Asia’s wheat demand met by Pakistan


SINGAPORE: Asia’s immediate wheat demand is being met by an ample supply from Pakistan, which is exporting large quantities to make way for the new bumper harvest, Dow Jones quoting trading executives said on Monday.

“Pakistan has filled a crucial gap in Asian wheat trade due to the absence of supply from the Black Sea region,” said a Singapore-based executive working for a global trading company.

If Pakistan had not permitted wheat exports during this period of tight global supply, price conscious buyers in South Asia and Southeast Asia would have had to turn to costly alternative supplies from Canada, the US and Europe.

The absence of Pakistan would have also increased the demand pressure in Australia, where ports are already facing congestion and delays in moving wheat from upcountry warehouses.

Pakistan approved wheat exports in December and shipments began the following month. In less than four months it has shipped out an estimated 1.16 million metric tons of wheat.

International Grains Council has projected Pakistan’s wheat exports in the year ending June 30 at 1.6 million tons, the highest in at least four years. Close to 1 million tons of Pakistan’s wheat has been exported in bulk shipments and 160,000 tons in containers, said Muhammed Najib Balagamwalla, chairman of Seatrade Group.

Bangladesh has emerged as the major buyer for Pakistan’s wheat, purchasing more than 700,000 tons, traders said. The country is one of the world’s largest wheat importers, buying around 3.0 million-3.5 million tons of wheat annually.
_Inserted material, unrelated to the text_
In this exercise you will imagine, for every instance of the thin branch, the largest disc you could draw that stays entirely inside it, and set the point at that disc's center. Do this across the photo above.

Since Russia banned grain exports last August and exporters in Ukraine defaulted on several deals, Bangladesh purchased cargoes from a variety of origins, including Germany, Canada, Brazil & Australia, before finding a less expensive source in Pakistan. Pakistan’s milling wheat is among the cheapest in the world. Even though bulk sales are to Bangladesh, thousands of containers also been shipped to Southeast Asian countries and to United Arab Emirates.

Early this year, Pakistan sold wheat around $329 to $335 a ton, free on board, while recent sales have been around $300 to $310 per ton.

With freight charges of around $4 to $18 per ton for containers from Pakistan, Southeast Asian buyers have locked in purchases at less than $320 per ton on a cost-and-freight basis for prompt shipments.

One of the transnational grain exporters said that flour millers in Vietnam & Malaysia, which require limited volumes on short notice, prefer Pakistan’s grain. Export of existing wheat stocks of Pakistan will make room for bumper harvest that is under way.